Ülkedeki her gelişmenin birikimiyle birlikte gelinen süreçte, iktidar açısından idare edilebilecek, esnetilebilecek, kendi karşısında yer alan kimi kesimlerin de ruhuna dokunabilecek hamleler yapma şansı açıktır ki kalmadı.
Bu nedenle her gün işlenen kadın cinayetleri ve tecavüz gibi vahşetlerin karşısında iktidarın söyleyecek sözü yoktur. Kadınlar aleyhine şimdiye kadar iktidar tarafından sarf edilen sözler hafızalardan silinmediği için, en ufak bir hamle şansı kalmayan yöneticiler İstanbul Sözleşmesini tanımama gibi bir fikirden vazgeçememektedir. Çünkü elde kendisine dayanak yapabileceği tek kitle olarak, o "en erkek", o en kadın düşmanı kesim kalmıştır.

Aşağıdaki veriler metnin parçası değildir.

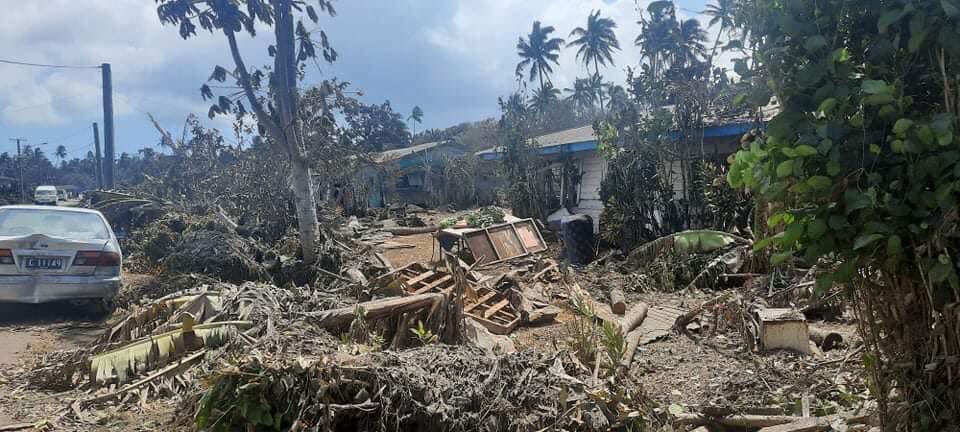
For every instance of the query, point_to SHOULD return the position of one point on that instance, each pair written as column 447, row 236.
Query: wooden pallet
column 485, row 305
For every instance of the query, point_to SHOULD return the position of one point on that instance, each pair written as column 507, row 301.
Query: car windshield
column 70, row 225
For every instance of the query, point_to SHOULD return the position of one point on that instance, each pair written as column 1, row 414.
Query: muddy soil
column 425, row 249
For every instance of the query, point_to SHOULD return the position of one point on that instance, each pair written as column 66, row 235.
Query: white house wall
column 593, row 167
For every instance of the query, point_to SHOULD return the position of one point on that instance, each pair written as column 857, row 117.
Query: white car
column 45, row 195
column 57, row 253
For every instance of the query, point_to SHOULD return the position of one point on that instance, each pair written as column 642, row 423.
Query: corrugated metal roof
column 585, row 133
column 567, row 136
column 392, row 155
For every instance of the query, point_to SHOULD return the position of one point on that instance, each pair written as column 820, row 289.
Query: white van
column 45, row 195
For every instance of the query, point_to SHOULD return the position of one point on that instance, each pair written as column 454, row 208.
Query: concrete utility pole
column 107, row 126
column 20, row 166
column 98, row 168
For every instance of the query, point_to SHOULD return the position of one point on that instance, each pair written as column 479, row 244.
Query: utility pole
column 20, row 166
column 107, row 171
column 98, row 169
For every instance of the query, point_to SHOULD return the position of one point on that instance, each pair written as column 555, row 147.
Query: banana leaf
column 685, row 242
column 157, row 351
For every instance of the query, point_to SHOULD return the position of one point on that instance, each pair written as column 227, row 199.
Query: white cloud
column 483, row 36
column 149, row 61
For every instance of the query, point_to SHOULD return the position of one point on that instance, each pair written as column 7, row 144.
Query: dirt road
column 27, row 330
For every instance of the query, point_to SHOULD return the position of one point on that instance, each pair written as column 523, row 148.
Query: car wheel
column 102, row 308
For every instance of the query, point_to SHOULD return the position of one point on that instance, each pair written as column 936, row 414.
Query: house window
column 410, row 180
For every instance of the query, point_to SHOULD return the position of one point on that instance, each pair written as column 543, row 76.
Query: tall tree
column 656, row 39
column 537, row 52
column 61, row 153
column 596, row 43
column 582, row 95
column 417, row 117
column 690, row 44
column 543, row 98
column 374, row 127
column 277, row 110
column 723, row 13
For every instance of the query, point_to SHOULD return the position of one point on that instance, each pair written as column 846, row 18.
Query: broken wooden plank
column 493, row 309
column 417, row 279
column 480, row 301
column 410, row 231
column 392, row 245
column 783, row 328
column 817, row 424
column 618, row 302
column 826, row 340
column 544, row 271
column 376, row 309
column 740, row 421
column 433, row 284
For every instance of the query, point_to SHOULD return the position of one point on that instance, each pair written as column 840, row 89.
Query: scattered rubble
column 238, row 330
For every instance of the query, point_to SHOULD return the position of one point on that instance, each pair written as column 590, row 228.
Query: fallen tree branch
column 741, row 421
column 375, row 309
column 631, row 330
column 680, row 325
column 411, row 231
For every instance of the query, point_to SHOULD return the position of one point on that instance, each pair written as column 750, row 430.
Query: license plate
column 48, row 263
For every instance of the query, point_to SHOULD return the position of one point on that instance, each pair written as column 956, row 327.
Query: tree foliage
column 862, row 170
column 537, row 52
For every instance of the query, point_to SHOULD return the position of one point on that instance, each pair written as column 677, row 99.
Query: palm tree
column 61, row 153
column 690, row 44
column 417, row 117
column 596, row 43
column 582, row 95
column 544, row 97
column 722, row 13
column 657, row 37
column 537, row 52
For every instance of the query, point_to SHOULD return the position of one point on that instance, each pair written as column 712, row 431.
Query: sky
column 453, row 58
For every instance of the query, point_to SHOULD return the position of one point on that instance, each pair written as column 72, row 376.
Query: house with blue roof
column 406, row 175
column 581, row 147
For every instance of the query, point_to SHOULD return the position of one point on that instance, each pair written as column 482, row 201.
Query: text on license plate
column 44, row 262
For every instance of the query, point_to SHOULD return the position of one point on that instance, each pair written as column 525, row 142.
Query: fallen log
column 630, row 326
column 375, row 309
column 632, row 342
column 618, row 302
column 543, row 315
column 818, row 424
column 825, row 339
column 633, row 319
column 680, row 325
column 739, row 421
column 412, row 231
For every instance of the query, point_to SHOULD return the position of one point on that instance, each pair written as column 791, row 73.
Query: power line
column 52, row 66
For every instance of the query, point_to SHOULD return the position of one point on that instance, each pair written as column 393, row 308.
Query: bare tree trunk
column 596, row 68
column 286, row 98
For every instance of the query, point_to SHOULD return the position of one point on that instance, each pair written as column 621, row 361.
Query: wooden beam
column 433, row 284
column 493, row 309
column 416, row 280
column 481, row 301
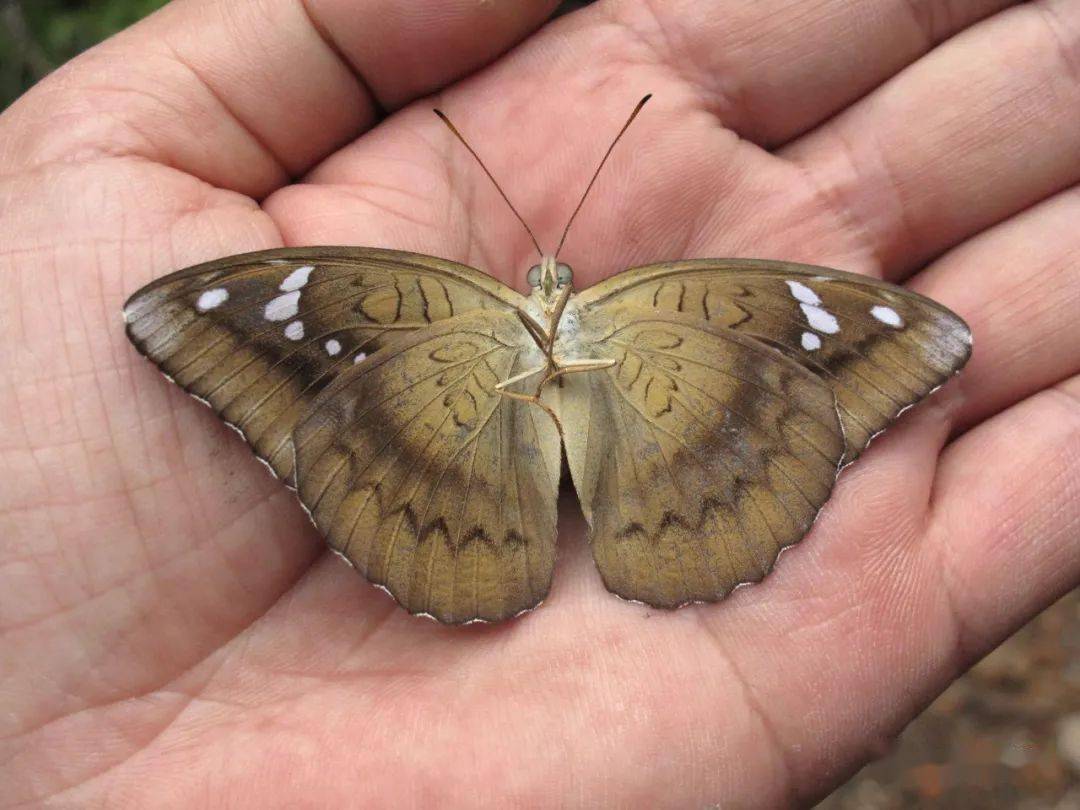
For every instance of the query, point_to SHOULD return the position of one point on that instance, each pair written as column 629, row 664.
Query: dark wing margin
column 701, row 454
column 257, row 336
column 429, row 482
column 879, row 347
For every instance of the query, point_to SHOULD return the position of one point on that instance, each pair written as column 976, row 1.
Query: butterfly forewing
column 258, row 336
column 697, row 456
column 880, row 348
column 429, row 481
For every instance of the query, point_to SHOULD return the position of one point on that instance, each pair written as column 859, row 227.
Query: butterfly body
column 421, row 408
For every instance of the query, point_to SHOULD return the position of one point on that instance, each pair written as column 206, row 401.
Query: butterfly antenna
column 459, row 136
column 597, row 172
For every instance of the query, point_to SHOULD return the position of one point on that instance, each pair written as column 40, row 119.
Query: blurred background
column 1006, row 736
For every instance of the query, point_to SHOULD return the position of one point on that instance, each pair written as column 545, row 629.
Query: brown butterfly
column 420, row 408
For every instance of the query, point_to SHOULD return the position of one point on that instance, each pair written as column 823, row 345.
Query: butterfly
column 421, row 408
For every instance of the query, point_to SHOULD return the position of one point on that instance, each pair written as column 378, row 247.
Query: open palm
column 173, row 631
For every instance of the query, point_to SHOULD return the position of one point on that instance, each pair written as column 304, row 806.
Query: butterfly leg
column 500, row 388
column 574, row 366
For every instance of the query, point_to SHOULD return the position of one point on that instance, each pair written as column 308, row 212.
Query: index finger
column 246, row 94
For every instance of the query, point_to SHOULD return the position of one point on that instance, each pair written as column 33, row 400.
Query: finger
column 244, row 94
column 956, row 144
column 1018, row 289
column 772, row 69
column 1008, row 507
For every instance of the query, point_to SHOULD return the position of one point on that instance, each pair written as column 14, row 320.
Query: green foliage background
column 37, row 36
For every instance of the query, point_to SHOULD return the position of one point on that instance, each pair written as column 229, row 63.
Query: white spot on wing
column 212, row 298
column 802, row 293
column 820, row 320
column 283, row 307
column 888, row 315
column 297, row 279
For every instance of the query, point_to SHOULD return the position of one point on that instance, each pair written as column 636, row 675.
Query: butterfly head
column 550, row 275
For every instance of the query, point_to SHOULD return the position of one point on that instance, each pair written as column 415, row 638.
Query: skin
column 172, row 631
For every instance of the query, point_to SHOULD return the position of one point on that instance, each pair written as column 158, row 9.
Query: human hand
column 173, row 631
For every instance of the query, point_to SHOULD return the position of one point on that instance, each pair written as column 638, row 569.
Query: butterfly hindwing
column 879, row 347
column 698, row 455
column 430, row 482
column 257, row 336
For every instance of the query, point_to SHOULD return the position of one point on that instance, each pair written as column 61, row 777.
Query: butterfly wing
column 698, row 455
column 879, row 347
column 257, row 336
column 431, row 483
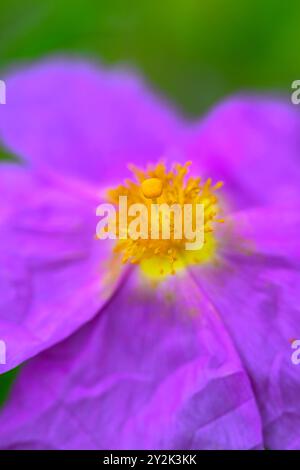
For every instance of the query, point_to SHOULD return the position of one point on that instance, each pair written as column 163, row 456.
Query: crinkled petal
column 51, row 267
column 257, row 296
column 88, row 122
column 253, row 145
column 154, row 370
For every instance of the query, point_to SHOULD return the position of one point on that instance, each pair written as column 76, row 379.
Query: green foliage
column 194, row 51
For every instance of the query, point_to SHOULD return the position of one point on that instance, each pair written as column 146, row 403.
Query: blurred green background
column 194, row 51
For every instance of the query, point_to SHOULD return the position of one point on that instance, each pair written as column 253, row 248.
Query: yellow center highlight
column 161, row 257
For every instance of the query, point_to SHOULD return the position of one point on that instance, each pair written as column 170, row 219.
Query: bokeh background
column 195, row 52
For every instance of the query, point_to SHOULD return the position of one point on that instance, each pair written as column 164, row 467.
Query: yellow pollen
column 159, row 257
column 152, row 188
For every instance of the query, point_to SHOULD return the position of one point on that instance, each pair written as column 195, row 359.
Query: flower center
column 171, row 200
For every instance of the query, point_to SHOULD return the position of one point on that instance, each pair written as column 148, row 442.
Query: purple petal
column 51, row 267
column 81, row 120
column 253, row 145
column 257, row 296
column 148, row 372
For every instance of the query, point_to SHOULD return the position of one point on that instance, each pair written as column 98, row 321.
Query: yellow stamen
column 161, row 257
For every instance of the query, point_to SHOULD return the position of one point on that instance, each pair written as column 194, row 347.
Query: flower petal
column 84, row 121
column 253, row 145
column 148, row 372
column 51, row 267
column 257, row 296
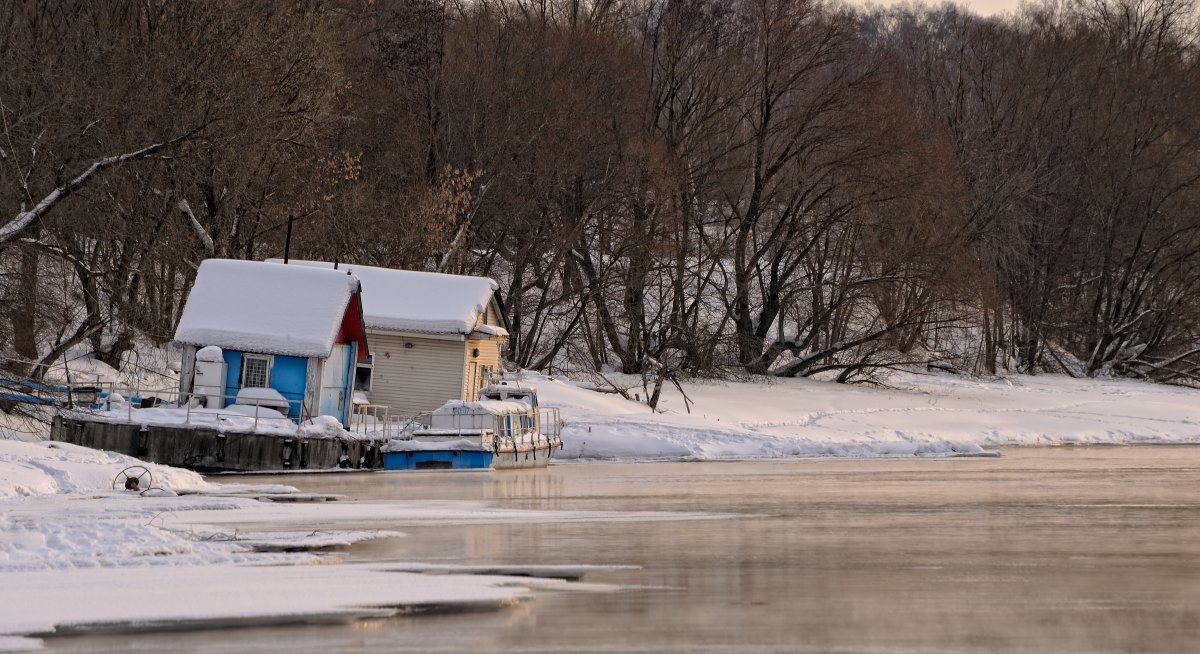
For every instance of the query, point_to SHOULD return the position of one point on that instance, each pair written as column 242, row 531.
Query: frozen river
column 1043, row 550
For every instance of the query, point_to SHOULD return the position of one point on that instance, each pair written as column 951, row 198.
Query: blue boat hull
column 437, row 460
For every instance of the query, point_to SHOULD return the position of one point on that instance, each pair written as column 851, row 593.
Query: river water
column 1073, row 550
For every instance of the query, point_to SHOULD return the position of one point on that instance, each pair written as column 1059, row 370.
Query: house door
column 472, row 382
column 334, row 382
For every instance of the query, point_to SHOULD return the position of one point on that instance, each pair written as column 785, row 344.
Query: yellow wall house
column 433, row 337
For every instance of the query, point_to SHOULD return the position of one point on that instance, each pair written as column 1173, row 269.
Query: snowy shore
column 916, row 415
column 73, row 550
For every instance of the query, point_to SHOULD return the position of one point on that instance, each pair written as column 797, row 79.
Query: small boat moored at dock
column 503, row 429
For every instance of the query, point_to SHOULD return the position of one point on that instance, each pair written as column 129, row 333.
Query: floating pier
column 208, row 450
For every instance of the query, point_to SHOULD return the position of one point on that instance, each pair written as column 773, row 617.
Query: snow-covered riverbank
column 78, row 556
column 918, row 414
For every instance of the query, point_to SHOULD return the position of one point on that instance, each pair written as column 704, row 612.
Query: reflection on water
column 1049, row 550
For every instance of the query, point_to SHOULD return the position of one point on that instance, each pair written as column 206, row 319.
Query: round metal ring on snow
column 135, row 478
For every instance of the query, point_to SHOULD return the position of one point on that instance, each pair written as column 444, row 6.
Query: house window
column 363, row 372
column 256, row 371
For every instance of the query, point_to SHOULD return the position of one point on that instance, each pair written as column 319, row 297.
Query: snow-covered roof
column 271, row 309
column 408, row 300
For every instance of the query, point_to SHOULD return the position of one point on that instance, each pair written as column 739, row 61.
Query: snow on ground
column 77, row 556
column 46, row 468
column 919, row 415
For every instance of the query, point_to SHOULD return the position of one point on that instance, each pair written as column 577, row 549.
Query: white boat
column 503, row 429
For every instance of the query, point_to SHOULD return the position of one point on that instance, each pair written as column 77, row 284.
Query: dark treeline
column 661, row 187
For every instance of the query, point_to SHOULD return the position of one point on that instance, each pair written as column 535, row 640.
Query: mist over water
column 1044, row 550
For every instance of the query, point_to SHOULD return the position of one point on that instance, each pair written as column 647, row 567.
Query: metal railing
column 537, row 427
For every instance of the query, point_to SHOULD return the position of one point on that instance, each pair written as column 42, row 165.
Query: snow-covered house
column 297, row 330
column 433, row 337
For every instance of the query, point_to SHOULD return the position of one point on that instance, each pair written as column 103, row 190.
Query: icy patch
column 48, row 467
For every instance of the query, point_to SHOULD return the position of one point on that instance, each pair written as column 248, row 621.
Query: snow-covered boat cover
column 267, row 307
column 408, row 300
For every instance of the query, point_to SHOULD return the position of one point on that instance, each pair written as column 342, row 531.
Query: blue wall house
column 294, row 329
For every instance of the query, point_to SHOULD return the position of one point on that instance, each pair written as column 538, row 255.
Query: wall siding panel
column 418, row 379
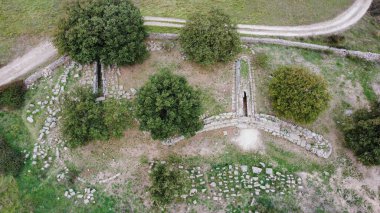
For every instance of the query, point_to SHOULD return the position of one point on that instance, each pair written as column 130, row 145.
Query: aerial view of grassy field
column 25, row 23
column 109, row 113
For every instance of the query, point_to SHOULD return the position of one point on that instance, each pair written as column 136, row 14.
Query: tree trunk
column 100, row 77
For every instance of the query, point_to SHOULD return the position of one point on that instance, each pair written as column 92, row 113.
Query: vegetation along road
column 45, row 51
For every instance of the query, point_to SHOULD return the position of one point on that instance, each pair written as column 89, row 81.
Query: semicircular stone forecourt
column 340, row 23
column 243, row 115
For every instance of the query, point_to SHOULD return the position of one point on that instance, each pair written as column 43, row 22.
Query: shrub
column 166, row 184
column 82, row 118
column 11, row 160
column 362, row 135
column 210, row 37
column 9, row 194
column 298, row 94
column 168, row 106
column 117, row 116
column 13, row 95
column 112, row 33
column 85, row 119
column 261, row 60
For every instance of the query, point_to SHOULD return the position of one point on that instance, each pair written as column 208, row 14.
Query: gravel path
column 46, row 51
column 22, row 66
column 338, row 24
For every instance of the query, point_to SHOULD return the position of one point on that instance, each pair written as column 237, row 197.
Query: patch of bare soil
column 354, row 94
column 121, row 161
column 249, row 140
column 216, row 79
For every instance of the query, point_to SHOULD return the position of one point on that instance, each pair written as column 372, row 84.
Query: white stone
column 269, row 171
column 30, row 119
column 244, row 168
column 256, row 170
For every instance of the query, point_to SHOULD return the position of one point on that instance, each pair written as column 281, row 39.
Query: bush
column 362, row 135
column 117, row 116
column 210, row 37
column 85, row 119
column 13, row 95
column 112, row 33
column 166, row 184
column 168, row 106
column 336, row 40
column 9, row 194
column 11, row 160
column 298, row 94
column 261, row 60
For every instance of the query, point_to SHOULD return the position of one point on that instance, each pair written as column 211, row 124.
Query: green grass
column 364, row 36
column 332, row 67
column 13, row 130
column 25, row 23
column 275, row 12
column 39, row 191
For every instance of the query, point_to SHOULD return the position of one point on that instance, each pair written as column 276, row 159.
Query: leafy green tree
column 9, row 194
column 13, row 95
column 168, row 106
column 362, row 135
column 106, row 31
column 210, row 37
column 298, row 94
column 166, row 184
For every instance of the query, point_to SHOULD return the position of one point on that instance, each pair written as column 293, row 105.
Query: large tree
column 362, row 134
column 298, row 94
column 210, row 37
column 168, row 106
column 106, row 31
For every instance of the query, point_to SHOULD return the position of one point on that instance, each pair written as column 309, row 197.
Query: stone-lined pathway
column 310, row 141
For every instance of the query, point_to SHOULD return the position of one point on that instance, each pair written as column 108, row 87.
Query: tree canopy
column 168, row 106
column 362, row 134
column 109, row 31
column 13, row 95
column 210, row 37
column 298, row 94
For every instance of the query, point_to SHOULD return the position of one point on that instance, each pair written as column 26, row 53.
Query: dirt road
column 45, row 51
column 27, row 63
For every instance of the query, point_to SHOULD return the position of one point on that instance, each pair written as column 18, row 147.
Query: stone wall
column 375, row 57
column 45, row 72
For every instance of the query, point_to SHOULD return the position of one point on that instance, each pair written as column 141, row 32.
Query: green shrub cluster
column 85, row 119
column 168, row 106
column 13, row 95
column 210, row 37
column 261, row 60
column 9, row 194
column 362, row 135
column 298, row 94
column 167, row 184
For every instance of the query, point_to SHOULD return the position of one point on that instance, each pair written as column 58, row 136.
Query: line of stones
column 368, row 56
column 302, row 137
column 310, row 141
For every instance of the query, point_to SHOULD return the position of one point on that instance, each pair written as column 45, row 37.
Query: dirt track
column 27, row 63
column 46, row 51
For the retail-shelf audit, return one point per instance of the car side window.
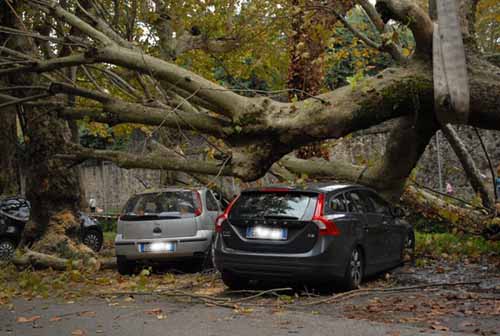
(357, 202)
(379, 205)
(337, 203)
(212, 204)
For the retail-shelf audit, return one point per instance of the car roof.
(319, 187)
(170, 189)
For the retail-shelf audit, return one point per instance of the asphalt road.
(161, 316)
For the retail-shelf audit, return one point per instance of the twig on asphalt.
(269, 291)
(364, 291)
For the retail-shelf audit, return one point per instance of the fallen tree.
(258, 133)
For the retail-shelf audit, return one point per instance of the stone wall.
(112, 186)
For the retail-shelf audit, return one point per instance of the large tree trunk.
(51, 186)
(9, 170)
(307, 45)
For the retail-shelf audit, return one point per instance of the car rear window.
(161, 205)
(271, 204)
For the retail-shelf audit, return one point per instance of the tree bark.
(52, 188)
(9, 169)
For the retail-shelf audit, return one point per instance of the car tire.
(7, 249)
(354, 270)
(234, 282)
(125, 266)
(93, 239)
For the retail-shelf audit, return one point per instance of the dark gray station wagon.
(327, 233)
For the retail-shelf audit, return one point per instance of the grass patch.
(452, 246)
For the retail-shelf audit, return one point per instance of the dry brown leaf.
(439, 327)
(155, 311)
(22, 319)
(87, 313)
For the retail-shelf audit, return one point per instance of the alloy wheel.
(356, 268)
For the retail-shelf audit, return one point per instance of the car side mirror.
(398, 212)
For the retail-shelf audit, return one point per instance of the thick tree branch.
(388, 46)
(471, 171)
(116, 112)
(408, 12)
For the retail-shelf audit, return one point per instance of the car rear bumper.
(185, 247)
(317, 265)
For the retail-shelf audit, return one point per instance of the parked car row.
(334, 234)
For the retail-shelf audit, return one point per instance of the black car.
(322, 233)
(15, 213)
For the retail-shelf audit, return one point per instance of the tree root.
(39, 260)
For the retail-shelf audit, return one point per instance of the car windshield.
(169, 204)
(271, 205)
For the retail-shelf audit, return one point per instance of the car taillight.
(199, 206)
(220, 219)
(326, 226)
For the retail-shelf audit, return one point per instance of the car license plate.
(262, 232)
(157, 247)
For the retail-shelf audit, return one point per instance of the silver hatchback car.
(166, 224)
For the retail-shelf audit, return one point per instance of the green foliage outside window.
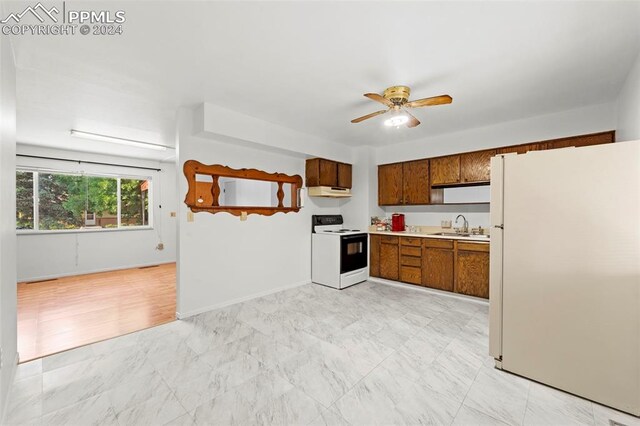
(74, 202)
(24, 200)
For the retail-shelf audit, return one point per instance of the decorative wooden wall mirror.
(216, 188)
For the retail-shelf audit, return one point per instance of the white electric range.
(339, 256)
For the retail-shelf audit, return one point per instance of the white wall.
(592, 119)
(8, 297)
(49, 255)
(222, 259)
(629, 106)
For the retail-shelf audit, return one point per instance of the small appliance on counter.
(397, 222)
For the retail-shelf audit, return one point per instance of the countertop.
(475, 238)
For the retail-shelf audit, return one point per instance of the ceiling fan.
(397, 99)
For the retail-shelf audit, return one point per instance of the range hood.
(328, 191)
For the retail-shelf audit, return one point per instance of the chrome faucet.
(465, 224)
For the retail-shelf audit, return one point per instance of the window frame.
(36, 200)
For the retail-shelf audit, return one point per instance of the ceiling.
(306, 65)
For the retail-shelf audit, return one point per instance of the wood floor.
(73, 311)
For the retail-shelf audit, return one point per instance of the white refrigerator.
(565, 270)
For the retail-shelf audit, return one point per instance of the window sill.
(84, 231)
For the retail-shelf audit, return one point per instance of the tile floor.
(370, 354)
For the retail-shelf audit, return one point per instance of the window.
(80, 202)
(135, 202)
(24, 200)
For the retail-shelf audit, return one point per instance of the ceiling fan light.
(396, 120)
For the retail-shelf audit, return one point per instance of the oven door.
(353, 252)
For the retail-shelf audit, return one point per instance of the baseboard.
(182, 315)
(4, 405)
(91, 271)
(430, 290)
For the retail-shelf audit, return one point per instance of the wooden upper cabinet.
(476, 166)
(415, 182)
(585, 140)
(577, 141)
(445, 170)
(390, 184)
(522, 149)
(344, 175)
(374, 255)
(321, 172)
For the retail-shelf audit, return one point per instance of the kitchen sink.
(457, 234)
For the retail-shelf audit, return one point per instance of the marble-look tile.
(382, 398)
(263, 348)
(112, 345)
(324, 372)
(292, 408)
(96, 410)
(185, 367)
(237, 405)
(468, 416)
(457, 359)
(28, 369)
(550, 406)
(603, 414)
(136, 391)
(65, 358)
(71, 393)
(370, 354)
(160, 409)
(329, 417)
(205, 339)
(499, 395)
(25, 401)
(183, 420)
(224, 377)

Aynı şekilde Ayasofya hamlesi de şüphesiz ki elde kalan kitleyi diri ve kendinde tutabilmenin çabasından başka bir şey değildi. Milliyetçilikle donatılmış yeni bir tarih yazımı ve bu anlatı üzerinden kitlesini muhafaza ve motive etme çabaları sağın çaresizlik ve çıkmaz günlerinde başvurduğu klasik yöntemlerdendir. Sonuç olarak da böylesi bir gündemle karşı karşıya kalınca kaftanı giyip, sarığı takıp, elde kılıçla sokağa çıkacak insanlara sarılarak nefes alınmaya çalışılmaktadır. Tablo kendileri açısından da çok hoş değil belki ama bu hamle bir tercih olmaktan çok bir zorunluluk olarak kendini dayattı iktidara. Yazının başlığında da söylediğimiz gibi bu yalnızlık ve terk edilmişlik durumunda kala kala elde, 2020 yılında sokaklarda kılıçla, kaftanla dolaşan adamlar kaldı. Toplumun en geri kesimleri uzun yıllardır iktidar için ciddi bir dayanak iken şimdilerde aynı kesim, adeta zorunluluktan sığınılan ama fırtınada çok da korunaklı olmayan bir liman gibi.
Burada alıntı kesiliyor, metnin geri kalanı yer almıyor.